1. In each of the following situations, indicate whether f = O(g), or
f = Omega(g), or both (in which case f = Theta(g)).

(a) f(n) = n^{1.01}, g(n) = n (lg n)^{2}

(b) f(n) = lg n, g(n) = ln n

(c) f(n) = n^{n}, g(n) = n!
2. The text spends a lot of time talking about fib(200). Compute this
number exactly. (Hint: python has arbitrary-precision arithmetic... you
can learn enough python in about 15 mins to solve this problem.)

3. Look up the "golden ratio" online. Call this number φ. Using your
favorite multi-precision calculator (python works again),
compute φ^{200}/sqrt(5) rounded to the nearest integer.
Compare the efficiency of this method to the method of problem 2.

4. As we said in class, if lim _{n → ∞} f(n)/g(n) is
constant, then f(n) = O(g(n)). Show that the converse is false. In
other words, give some f(n) and g(n) where f(n) = O(g(n)) but the limit
of f(n)/g(n) isn't constant. (Hint: choose an f(n) where the limit doesn't
exist. Remember to use functions from Z^{+} to R^{+} only.)
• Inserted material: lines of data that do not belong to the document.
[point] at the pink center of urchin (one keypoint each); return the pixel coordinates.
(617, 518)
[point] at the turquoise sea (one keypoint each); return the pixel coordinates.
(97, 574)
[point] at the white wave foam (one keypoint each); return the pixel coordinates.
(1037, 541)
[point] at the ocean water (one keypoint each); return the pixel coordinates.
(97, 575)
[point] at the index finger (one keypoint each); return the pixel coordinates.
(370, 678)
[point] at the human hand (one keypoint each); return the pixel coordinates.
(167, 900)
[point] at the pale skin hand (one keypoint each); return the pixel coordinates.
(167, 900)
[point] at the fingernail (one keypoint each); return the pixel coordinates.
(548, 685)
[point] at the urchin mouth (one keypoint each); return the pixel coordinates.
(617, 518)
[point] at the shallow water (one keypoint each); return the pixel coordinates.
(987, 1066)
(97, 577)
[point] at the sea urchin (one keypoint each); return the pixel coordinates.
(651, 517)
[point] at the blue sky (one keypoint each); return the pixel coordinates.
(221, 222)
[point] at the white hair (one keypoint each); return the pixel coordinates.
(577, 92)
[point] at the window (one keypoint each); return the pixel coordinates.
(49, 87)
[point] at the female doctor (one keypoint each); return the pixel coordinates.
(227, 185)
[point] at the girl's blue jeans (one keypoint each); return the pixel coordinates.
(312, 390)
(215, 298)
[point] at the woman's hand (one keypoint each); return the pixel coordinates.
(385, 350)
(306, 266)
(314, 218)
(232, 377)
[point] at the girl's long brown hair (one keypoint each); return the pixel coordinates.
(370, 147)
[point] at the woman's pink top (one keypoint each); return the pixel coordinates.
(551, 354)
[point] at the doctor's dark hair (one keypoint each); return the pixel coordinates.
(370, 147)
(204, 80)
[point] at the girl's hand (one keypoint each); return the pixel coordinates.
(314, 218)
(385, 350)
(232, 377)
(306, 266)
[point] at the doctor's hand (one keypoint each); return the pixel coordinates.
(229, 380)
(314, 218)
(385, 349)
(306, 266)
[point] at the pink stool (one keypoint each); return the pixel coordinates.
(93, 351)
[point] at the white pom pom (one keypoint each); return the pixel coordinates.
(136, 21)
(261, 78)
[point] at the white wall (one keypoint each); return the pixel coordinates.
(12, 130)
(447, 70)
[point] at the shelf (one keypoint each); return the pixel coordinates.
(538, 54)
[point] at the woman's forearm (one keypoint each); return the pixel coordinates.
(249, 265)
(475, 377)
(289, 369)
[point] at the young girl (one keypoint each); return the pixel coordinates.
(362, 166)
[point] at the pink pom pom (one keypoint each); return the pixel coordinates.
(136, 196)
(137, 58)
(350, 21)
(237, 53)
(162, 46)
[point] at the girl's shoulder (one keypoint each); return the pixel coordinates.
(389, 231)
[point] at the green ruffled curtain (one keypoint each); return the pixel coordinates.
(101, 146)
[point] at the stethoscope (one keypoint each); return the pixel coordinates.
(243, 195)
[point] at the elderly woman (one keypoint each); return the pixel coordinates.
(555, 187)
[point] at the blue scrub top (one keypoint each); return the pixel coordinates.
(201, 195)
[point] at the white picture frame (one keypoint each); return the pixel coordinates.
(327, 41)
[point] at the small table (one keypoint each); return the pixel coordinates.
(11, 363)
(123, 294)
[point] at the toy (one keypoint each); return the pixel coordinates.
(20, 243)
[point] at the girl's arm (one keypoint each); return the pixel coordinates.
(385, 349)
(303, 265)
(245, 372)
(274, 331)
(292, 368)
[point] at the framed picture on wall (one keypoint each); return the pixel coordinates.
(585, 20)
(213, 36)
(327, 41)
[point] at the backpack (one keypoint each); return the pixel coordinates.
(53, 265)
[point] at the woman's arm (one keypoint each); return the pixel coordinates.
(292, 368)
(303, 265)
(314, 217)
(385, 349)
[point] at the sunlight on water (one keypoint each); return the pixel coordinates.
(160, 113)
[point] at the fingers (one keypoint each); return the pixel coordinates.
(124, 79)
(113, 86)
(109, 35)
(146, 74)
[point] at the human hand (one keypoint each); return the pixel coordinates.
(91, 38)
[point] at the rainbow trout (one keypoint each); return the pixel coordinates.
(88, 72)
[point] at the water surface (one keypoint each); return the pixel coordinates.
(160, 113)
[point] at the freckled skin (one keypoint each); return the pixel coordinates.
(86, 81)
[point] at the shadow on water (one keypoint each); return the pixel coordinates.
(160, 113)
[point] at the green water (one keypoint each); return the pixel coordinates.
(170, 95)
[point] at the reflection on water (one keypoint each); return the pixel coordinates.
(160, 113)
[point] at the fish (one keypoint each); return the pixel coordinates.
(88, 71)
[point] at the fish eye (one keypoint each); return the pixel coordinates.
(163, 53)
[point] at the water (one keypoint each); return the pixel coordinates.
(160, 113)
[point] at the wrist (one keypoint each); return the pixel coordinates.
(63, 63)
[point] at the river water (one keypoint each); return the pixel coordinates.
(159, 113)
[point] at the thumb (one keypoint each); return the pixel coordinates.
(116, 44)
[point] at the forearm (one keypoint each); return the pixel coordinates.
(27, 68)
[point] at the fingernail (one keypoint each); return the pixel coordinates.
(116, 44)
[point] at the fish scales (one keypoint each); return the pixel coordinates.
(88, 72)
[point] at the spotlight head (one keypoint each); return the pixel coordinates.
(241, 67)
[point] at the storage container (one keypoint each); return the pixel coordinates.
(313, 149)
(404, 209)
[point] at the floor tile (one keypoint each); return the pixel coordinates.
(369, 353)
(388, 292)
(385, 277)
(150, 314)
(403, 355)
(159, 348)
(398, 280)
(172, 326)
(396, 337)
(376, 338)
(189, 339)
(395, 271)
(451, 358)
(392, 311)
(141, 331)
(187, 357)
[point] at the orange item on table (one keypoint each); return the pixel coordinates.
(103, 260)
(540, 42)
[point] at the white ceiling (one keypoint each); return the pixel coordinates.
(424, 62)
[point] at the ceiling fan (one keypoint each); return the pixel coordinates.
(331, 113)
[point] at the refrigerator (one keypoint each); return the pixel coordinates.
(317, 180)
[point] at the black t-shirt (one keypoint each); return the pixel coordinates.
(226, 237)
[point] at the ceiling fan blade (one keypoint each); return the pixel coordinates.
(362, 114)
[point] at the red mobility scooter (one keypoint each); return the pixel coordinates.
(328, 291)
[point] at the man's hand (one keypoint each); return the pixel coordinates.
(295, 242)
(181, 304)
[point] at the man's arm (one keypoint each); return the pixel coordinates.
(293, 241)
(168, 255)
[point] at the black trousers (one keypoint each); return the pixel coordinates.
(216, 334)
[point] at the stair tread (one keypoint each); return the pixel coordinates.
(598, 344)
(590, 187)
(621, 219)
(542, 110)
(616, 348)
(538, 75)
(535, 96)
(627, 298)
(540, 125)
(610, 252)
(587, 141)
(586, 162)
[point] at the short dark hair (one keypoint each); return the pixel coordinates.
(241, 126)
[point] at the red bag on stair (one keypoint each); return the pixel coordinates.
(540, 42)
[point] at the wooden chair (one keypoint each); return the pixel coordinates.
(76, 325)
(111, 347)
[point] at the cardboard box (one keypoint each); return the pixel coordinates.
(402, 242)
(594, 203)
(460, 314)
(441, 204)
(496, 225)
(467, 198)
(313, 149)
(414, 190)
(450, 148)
5. I mentioned in class that n^{.01} grows faster than lg n and that
the proof takes the limit, requiring l'Hopital's rule. Let's use a simpler
approach: set n=2^{100k} and simplify. What's the smallest integer
k such that n^{.01} is larger than lg n? How do we know that
n^{.01} will remain larger forever after?